There are so many ticking time bombs at play that one could get lost. Only last week, the state informed the High Court that Defense Minister Ehud Barak had ordered the destruction of eight other villages south of Yatta, in order to enable the Israel Defense Forces to conduct military training exercises in the region. In a report in The New York Times these villages were described as "hamlets," a correct definition, because these are in fact small villages. The problem with the definition is that it ignores the fact that a guiding and clearly visible hand braked the process of turning them into larger communities with permanent structures.
That was the process all over historic Palestine: Villages created offshoots around them, which developed into independent villages, although they maintained various links to the mother village. There were many reasons for leaving villages: natural population increases that led to population density, a shortage of land, seasonal departure as they followed the sheep that ultimately turned into permanent dwelling, a search for more water sources, interfamily conflicts.

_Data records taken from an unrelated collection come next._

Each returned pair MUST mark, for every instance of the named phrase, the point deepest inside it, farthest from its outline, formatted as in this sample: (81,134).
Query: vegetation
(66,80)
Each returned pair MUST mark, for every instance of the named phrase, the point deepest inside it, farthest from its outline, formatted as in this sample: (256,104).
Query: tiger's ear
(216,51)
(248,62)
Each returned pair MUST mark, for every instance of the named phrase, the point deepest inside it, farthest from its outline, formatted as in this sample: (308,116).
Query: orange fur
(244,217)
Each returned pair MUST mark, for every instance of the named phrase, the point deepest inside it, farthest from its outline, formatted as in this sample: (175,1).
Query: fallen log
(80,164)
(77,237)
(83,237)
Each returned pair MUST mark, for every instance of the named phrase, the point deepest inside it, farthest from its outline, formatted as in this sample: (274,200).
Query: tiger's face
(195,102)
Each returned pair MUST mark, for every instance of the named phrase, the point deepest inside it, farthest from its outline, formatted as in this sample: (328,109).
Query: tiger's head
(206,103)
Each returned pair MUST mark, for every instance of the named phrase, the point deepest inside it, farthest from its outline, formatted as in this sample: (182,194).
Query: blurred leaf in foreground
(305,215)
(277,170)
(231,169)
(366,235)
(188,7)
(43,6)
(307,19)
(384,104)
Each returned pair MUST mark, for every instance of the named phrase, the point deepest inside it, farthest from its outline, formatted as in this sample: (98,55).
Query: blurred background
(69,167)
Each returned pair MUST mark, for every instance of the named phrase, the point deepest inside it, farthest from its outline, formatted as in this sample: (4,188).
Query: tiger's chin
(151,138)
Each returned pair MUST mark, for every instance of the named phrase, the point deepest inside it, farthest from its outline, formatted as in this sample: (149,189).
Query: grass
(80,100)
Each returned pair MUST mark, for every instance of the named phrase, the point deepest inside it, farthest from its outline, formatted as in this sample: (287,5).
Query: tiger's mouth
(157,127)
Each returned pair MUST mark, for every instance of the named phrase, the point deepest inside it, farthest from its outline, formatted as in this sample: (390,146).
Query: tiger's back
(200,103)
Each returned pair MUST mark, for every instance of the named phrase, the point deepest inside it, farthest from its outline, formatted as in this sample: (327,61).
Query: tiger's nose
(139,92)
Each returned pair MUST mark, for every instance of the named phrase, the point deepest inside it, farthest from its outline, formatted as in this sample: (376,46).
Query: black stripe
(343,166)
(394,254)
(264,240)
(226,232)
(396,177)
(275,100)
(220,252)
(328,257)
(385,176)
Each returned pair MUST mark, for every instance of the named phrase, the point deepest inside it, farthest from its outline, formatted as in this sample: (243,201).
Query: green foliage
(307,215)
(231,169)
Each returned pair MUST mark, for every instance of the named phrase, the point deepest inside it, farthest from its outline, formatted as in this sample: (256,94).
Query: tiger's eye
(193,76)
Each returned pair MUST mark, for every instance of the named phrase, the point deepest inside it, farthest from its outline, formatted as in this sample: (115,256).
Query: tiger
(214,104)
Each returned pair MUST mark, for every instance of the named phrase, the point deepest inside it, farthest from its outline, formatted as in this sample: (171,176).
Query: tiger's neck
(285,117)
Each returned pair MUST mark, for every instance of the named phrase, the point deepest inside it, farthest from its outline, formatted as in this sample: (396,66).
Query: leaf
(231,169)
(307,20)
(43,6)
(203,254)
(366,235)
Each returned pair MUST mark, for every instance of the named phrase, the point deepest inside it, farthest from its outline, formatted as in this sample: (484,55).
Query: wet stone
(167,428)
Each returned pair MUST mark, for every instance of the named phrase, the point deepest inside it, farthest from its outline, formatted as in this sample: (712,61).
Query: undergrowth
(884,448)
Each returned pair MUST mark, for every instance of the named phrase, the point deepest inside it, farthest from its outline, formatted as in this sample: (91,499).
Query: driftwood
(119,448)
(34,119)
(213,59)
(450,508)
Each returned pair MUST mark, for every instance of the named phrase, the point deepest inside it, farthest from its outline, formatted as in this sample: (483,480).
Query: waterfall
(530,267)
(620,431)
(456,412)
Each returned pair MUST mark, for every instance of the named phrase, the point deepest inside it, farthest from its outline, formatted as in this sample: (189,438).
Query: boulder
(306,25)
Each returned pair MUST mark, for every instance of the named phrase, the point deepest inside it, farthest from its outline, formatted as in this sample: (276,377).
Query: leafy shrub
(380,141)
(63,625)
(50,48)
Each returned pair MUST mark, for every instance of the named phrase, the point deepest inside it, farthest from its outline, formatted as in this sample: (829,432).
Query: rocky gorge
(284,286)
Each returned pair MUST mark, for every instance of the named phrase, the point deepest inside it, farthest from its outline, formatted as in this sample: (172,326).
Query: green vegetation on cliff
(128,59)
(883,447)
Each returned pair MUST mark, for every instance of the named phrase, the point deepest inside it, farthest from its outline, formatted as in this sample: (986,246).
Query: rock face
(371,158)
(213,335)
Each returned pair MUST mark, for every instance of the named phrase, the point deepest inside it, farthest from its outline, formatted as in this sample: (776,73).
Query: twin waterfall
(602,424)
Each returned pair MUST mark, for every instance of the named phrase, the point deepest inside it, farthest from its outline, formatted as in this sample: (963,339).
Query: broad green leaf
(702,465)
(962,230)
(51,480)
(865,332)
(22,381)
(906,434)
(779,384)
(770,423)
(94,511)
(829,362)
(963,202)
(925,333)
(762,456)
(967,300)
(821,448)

Our diligent young men in the Civil Administration are very familiar with history and geography. They are well aware of the potential for natural growth that those offshoot villages have - from the northern Jordan Valley to the southern West Bank. That is why since the early 1970s, they have been planting explosive devices in the guise of IDF firing ranges, nature reserves, demolition orders, planning prohibitions, roads and fences.
That is how Area C - 62 percent of the West Bank - was created, and has been maintained as a sparsely populated area. Now our boys have made progress and are demanding the forced transfer of entire communities to Areas A and B. The High Court is requested to demonstrate courage and to suspend the mechanism designed to destroy Zanuta. But what is really needed is for the justices to press "Delete" on the software program that is titled, "the Elimination of Palestinian Existence in Area C."